Background: freeing nodes of a tree allocated with custom allocators. One of the allocators can't free individual pointers, so free() is NOP in that case (the whole pool will be freed at once when the allocator is destroyed). With this allocator, the whole recursive traversal can be eliminated in theory. Examining the disasm of the generated code revealed that gcc unfolds the recursion many levels, just to do the unneeded node traversal; the actual call to the empty free() fn is eliminated. In the test case, loop() does a simple linear traversal of the linked nodes. The pointers are not volatile, and are only read, so there should not be any side effects. Why can't the compiler optimize away the whole loop? Clang does a somewhat better job, the recursion is optimized away, and one function is completely reduced to NOP (free_all2()), but the others still have the node traversal loop. Tried with gcc 4.6, 4.7.3, 4.9.0 with the same results. g++-4.9.0 -v: Using built-in specs. COLLECT_GCC=g++-4.9.0 COLLECT_LTO_WRAPPER=/home/usr-local/bin/../libexec/gcc/x86_64-unknown-linux-gnu/4.9.0/lto-wrapper Target: x86_64-unknown-linux-gnu Configured with: ./configure --enable-languages=c,c++ --program-suffix=-4.9.0 Thread model: posix gcc version 4.9.0 20130626 (experimental) (GCC) commit 944f42fc29289812416f34d7b0c497ee79065396 command line: g++-4.9.0 -std=c++11 -O3 -Wall 20130626-free_node.cpp Regards, Peter
Created attachment 30365 [details] test case source
Created attachment 30366 [details] gcc amd64 disassembly
Created attachment 30367 [details] clang amd64 disassembly
Ooops, the test case won't perform the freeing completely, since the recursive call is not inside the 'down' traversal loop, so only the first node on the given level would be recursively freed, but this doesn't affect the missed optimization.
Created attachment 30368 [details] fixed test case (correct recursive traversal)

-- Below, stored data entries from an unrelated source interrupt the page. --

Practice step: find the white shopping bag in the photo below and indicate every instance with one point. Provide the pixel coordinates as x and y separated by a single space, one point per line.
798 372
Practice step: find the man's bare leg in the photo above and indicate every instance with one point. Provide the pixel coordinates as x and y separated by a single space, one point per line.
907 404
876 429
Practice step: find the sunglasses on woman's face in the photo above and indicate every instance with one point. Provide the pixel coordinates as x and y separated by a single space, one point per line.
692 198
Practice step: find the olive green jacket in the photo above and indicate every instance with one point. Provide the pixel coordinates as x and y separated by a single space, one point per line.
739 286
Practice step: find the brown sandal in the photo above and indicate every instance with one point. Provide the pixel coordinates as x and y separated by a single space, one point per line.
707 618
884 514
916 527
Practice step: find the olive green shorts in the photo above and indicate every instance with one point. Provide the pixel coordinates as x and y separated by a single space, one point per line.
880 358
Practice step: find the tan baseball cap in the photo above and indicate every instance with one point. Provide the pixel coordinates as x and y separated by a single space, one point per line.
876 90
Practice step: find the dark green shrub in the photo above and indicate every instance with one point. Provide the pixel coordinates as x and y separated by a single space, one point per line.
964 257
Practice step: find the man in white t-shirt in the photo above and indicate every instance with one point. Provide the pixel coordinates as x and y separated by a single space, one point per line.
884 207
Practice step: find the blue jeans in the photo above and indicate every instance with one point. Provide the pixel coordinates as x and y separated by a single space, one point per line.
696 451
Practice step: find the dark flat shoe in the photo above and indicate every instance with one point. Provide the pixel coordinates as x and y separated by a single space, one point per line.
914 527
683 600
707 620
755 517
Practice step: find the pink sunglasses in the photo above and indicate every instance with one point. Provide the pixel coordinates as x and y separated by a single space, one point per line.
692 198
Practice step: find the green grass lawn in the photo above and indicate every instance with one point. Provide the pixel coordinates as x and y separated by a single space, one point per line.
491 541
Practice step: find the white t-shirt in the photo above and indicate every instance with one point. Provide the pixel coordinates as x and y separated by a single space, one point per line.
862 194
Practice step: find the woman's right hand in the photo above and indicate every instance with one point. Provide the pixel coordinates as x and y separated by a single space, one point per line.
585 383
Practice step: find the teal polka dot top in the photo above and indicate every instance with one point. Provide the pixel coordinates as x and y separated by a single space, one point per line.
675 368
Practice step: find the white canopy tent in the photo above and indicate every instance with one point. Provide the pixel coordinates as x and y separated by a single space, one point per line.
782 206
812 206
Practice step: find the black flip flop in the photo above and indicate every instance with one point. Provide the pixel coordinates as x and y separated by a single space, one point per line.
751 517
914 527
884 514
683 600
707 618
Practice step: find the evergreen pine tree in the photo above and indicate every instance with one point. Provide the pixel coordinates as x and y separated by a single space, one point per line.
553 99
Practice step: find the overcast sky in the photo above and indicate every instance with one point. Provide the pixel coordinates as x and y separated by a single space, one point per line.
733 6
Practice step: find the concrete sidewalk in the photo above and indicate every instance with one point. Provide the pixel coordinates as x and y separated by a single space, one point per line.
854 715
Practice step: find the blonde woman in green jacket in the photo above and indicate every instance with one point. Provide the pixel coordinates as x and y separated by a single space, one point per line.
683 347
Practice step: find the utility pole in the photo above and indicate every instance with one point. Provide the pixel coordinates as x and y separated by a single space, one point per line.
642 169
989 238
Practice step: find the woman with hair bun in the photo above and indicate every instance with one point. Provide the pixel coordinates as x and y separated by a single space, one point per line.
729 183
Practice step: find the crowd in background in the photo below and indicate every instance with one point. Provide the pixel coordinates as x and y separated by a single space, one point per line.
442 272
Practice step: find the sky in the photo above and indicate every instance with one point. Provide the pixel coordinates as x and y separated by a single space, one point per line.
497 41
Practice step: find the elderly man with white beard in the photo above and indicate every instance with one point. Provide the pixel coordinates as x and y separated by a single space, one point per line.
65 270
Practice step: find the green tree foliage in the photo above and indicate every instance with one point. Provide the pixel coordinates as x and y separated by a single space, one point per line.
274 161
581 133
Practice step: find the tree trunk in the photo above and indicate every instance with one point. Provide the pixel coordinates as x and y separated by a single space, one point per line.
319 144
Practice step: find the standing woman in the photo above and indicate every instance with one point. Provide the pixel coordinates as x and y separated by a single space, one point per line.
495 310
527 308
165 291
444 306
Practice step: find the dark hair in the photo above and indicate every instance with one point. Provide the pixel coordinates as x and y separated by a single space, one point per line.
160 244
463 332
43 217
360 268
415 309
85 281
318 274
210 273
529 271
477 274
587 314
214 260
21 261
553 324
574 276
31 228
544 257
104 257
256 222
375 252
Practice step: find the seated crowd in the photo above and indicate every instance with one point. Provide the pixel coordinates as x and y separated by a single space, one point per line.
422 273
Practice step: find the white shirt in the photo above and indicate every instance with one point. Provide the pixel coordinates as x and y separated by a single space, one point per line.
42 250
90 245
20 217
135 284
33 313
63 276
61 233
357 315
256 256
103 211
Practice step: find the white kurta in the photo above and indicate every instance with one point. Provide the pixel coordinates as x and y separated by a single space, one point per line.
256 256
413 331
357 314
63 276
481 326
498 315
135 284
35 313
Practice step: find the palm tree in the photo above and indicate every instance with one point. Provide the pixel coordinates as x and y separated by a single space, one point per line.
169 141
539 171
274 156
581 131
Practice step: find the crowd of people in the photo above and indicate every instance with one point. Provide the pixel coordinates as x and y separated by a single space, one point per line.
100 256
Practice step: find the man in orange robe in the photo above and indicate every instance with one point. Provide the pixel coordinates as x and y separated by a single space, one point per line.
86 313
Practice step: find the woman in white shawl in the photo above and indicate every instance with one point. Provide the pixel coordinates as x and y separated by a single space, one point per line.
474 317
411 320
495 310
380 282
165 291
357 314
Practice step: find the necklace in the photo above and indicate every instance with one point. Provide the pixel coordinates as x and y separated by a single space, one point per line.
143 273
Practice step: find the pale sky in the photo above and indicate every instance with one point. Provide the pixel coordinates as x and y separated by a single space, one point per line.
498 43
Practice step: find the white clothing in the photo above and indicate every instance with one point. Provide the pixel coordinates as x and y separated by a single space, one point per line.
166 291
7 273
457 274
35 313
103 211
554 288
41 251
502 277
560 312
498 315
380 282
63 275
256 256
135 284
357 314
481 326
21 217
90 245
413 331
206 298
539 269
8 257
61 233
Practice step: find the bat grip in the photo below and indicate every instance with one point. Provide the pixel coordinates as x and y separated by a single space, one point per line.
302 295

The loop in loop() isn't removed because it's potentially infinite, and GCC doesn't remove infinite loops by default. Add -funsafe-loop-optimizations to do that (loop() will then become an empty function). The recursion isn't removed because all calls to non-const non-pure functions are deemed necessary. dead code removal could be made to handle this with some trickery. We'd need to not mark recursive calls as inherently necessary at first, but only later if we mark anything in the function except the return statement necessary.
Is it a plausible assumption that if a function is not marked as 'noreturn' and the loop doesn't change the program's state then the loop could be optimized away? Cases: - the loop terminates, but the state is not changed, NOP - the loop does not terminate (in this case a cycle of the Node's), but the function should return (no noreturn attr), so this is probably a bug in the prg I can't think of any cases right now for the second point where that would be the desired behaviour of the program, instead of a bug. Please comment on this.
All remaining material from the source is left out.